The Scottsdale resident who filed the complaint told AZ Free News that he felt compelled to look into SUSD’s process for school closures in response to the community shock over the governing board’s decision to close Pima Elementary School and Echo Canyon School last December.
The closures brought $2.5 million in savings to the district. SUSD began looking into the closing and consolidating of schools, among other solutions, to address an $8 million budget deficit driven by declining enrollment.
This latest complaint claims that SUSD’s non-public Phase II Design Advisory Team was formed at the direction of the board and therefore required to be open to the public. Superintendent Menzel encouraged the governing board to authorize the design advisory team during a regular governing board meeting last November.
The next month, during the same meeting to close the Pima and Echo Canyon schools, the governing board discussed the design advisory team’s formation. In that meeting, Menzel and SUSD governing board president Donna Lewis strategized on ways for the board to direct the design advisory team’s formation but style it as a superintendent’s committee. The board indicated that it wanted Menzel to move forward with the team, but didn’t take a vote to create the team.
The design advisory team operates under the classification of a Superintendent Advisory Committee, which is exempt from Open Meeting Law requirements. The newly filed complaint alleges that the governing board’s involvement in the creation of the Phase II Design Advisory Team makes that classification untrue.
The Phase II Design Advisory Team is charged with crafting recommendations on schools to the board, including further closures or consolidations.
The resident behind the complaint told AZ Free News that he filed against the district after SUSD personnel denied him entry to one of the design advisory team’s meetings in person.
SUSD told AZ Free News that it hasn’t received notification of this complaint.
SUSD got into trouble last year for similar non-public advisory committees.
Last summer, Attorney General Kris Mayes found SUSD had violated Open Meeting Law for using advisory committees in a manner similar to the alleged violation outlined in the complaint.
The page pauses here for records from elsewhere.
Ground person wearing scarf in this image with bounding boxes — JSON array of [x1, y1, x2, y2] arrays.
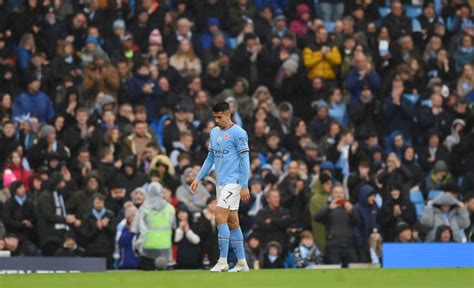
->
[[131, 182, 176, 270], [80, 193, 116, 269], [2, 181, 35, 242], [36, 172, 71, 256]]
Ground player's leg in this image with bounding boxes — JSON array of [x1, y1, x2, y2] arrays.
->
[[216, 206, 231, 260], [227, 190, 249, 272], [211, 185, 232, 272]]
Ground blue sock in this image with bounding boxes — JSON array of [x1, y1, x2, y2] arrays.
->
[[230, 227, 245, 260], [217, 224, 230, 258]]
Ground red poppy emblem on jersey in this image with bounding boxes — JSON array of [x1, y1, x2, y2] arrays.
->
[[224, 133, 229, 139]]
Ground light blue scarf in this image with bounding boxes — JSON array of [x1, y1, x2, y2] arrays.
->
[[92, 208, 107, 220], [15, 195, 27, 206]]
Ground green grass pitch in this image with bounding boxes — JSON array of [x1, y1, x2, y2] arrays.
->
[[1, 268, 473, 288]]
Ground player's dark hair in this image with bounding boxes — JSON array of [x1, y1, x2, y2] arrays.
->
[[213, 102, 230, 113]]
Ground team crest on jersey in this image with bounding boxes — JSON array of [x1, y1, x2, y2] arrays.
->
[[217, 136, 223, 143], [224, 133, 229, 139]]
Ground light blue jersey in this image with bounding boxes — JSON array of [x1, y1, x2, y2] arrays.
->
[[208, 124, 249, 186]]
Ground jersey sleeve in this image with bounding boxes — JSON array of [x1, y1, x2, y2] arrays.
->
[[208, 131, 214, 152], [236, 129, 250, 154]]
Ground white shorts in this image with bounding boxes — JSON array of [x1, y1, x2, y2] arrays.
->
[[216, 184, 241, 210]]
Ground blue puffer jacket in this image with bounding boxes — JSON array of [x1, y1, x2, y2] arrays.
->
[[354, 184, 379, 246], [118, 226, 141, 269], [13, 91, 55, 123], [126, 74, 162, 121]]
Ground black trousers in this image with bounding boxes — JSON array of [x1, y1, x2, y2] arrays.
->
[[325, 247, 358, 268]]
“The Open Meeting Law does not permit a governing board to evade the public meeting requirements by ‘informally’ forming or establishing, or by directing a superintendent to establish, a committee to perform work that would otherwise need to be conducted in public,” stated Mayes. “[W]e caution against an overly narrow reading of the law focused exclusively on the circumstances of a committee’s creation.”
The Phase II Design Advisory Team has held five meetings since it began in March. The team consists of two facilitators, Karen Benson and Quintin Boyce, and 45 members.
28 parents or guardians on the team represent current students at 11 schools: Anasazi Elementary School, Cheyenne Traditional School, Copper Ridge School, Desert Canyon Elementary School, Desert Canyon Middle School, Desert Canyon Mountain High School, Redfield Elementary School, Laguna Elementary School, Saguaro Middle School, Mountainside Middle School, and Mohave Middle School.
Other team members include eight SUSD staff members, six homeowners in the community, one community organization member, and one university partner.